Higher rates deter some consumers from buying houses, cars and appliances, and curtail business investment – destroying demand in the jargon of the trade. In the process, cooling job creation and lessening upward pressure on wages.
Housing Market Softens But Maybe Not A Lot
Consider only what higher interest rates already mean for the housing market. Fearing they will be repaid in depreciated dollars, lenders have doubled rates on popular 30-year mortgages, increasing them by 2.5 full percentage points last year at this time to above 5.6 percent, headed for 6 percent or higher. Combined with a 34 percent jump in house prices since the start of the pandemic, that will raise the monthly carrying cost of the average home by $1,900 with a 20 percent down payment, and over $2,000 per month for buyers who can only scrape up a 10 percent down payment.
Brad Stiehl, a prominent Arizona real estate agent, tells me that sellers who reveled in bidding wars and instant closings only a few weeks ago now find themselves hoping that a prospective buyer does not back out of a deal after finding out what his or her or their monthly carrying charges will come to. Nationally, home buyer sentiment is at a record low.
Still, there is a pent-up demand for housing that has many experts believing that higher interest rates will not have as great a deadening effect on demand as they have had in the past. Such differences among experts are one reason to have some sympathy for Fed forecasters who are trying to figure out the likely macroeconomic effect of the tightening they contemplate.
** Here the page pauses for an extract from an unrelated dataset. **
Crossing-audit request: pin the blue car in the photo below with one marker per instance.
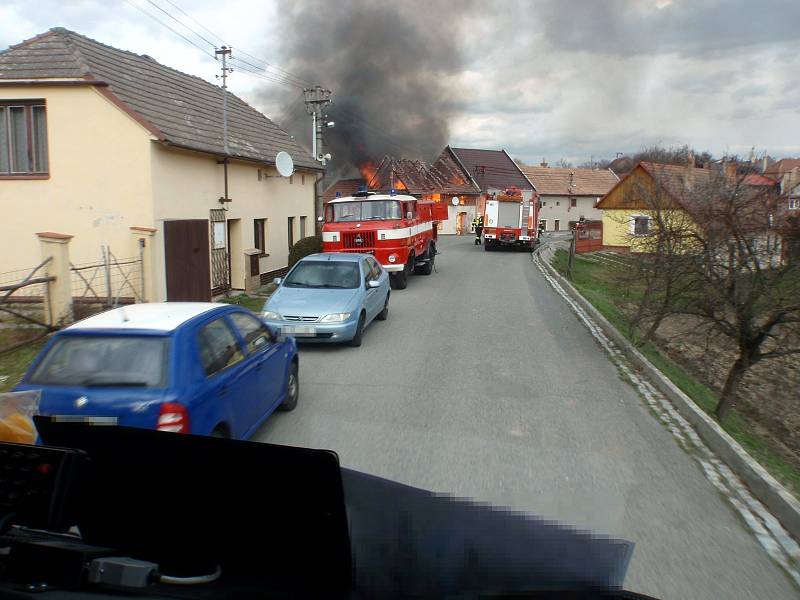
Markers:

If the Fed is right that softly, softly will bring inflation under control, it is piloting the economy towards a soft landing. If its critics are right, that Fed policy is adding too little to too late, fasten your seat belts for a bumpy future. With exquisite timing, Powell took a relatively large three-quarter point increase in the benchmark rate at the June meeting off the table -- two days before the buoyant jobs report suggested that is what the economy needs.
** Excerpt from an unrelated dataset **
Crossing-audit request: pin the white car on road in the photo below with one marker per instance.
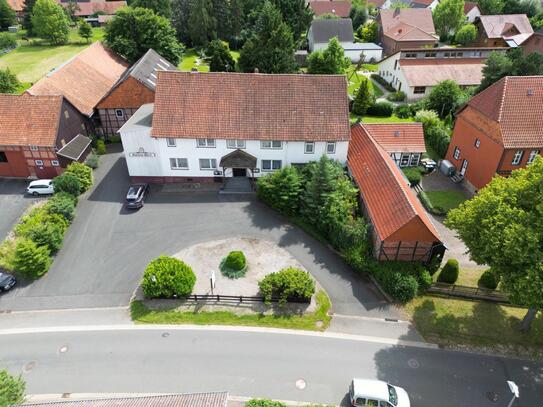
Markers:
(40, 187)
(376, 393)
Uncooperative Xi, Putin, Ports And Chips
Powell has one thing right: the Fed can’t control the supply side of the economy.
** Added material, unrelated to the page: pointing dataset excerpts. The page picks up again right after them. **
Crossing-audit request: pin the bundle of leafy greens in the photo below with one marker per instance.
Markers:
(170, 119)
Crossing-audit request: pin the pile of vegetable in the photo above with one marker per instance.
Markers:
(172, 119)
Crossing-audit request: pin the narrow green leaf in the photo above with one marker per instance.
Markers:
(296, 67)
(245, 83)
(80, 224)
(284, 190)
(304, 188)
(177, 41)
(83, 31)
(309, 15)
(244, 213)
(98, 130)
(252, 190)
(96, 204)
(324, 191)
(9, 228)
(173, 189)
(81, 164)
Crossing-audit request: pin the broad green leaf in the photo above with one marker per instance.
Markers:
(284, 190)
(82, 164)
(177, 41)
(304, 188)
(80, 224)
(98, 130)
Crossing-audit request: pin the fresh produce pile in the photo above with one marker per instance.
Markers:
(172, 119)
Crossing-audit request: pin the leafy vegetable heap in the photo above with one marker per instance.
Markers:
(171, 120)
Xi Jinping has closed down an economy that manufactures just about everything every company needs to keep its factories operating, and is driving up prices of fertilizer and steel by curtailing exports.
Vladimir Putin has launched a war that is driving up the prices of commodities from wheat to sunflower oil to uranium to fuel oil to natural gas.
Supply-chain bottlenecks have tightened, reports the Global Supply Chain Tracker, and will tighten further when Xi re-opens China’s factories and ports, from which a huge backlog will head for the U.S. West Coast ports.
A shortage of chips needed to make the machines that make chips needed to end the shortage of chips is now expected to last two or three years.
Oil supplies will remain constrained by OPEC and by the administration’s restriction on permitting for leasing and pipeline construction.
Joe To Join H.W. And The Donald?
Voters say inflation is their number one concern, and know wage increases are lagging prices. If the Fed can’t bring inflation down significantly by the time voters troop to the polls (54 percent) and mailboxes to send in their ballots (46 percent) for the November congressional elections, Joe Biden will join George H.W. Bush and Donald Trump as presidents regretting their choices of Fed chairmen.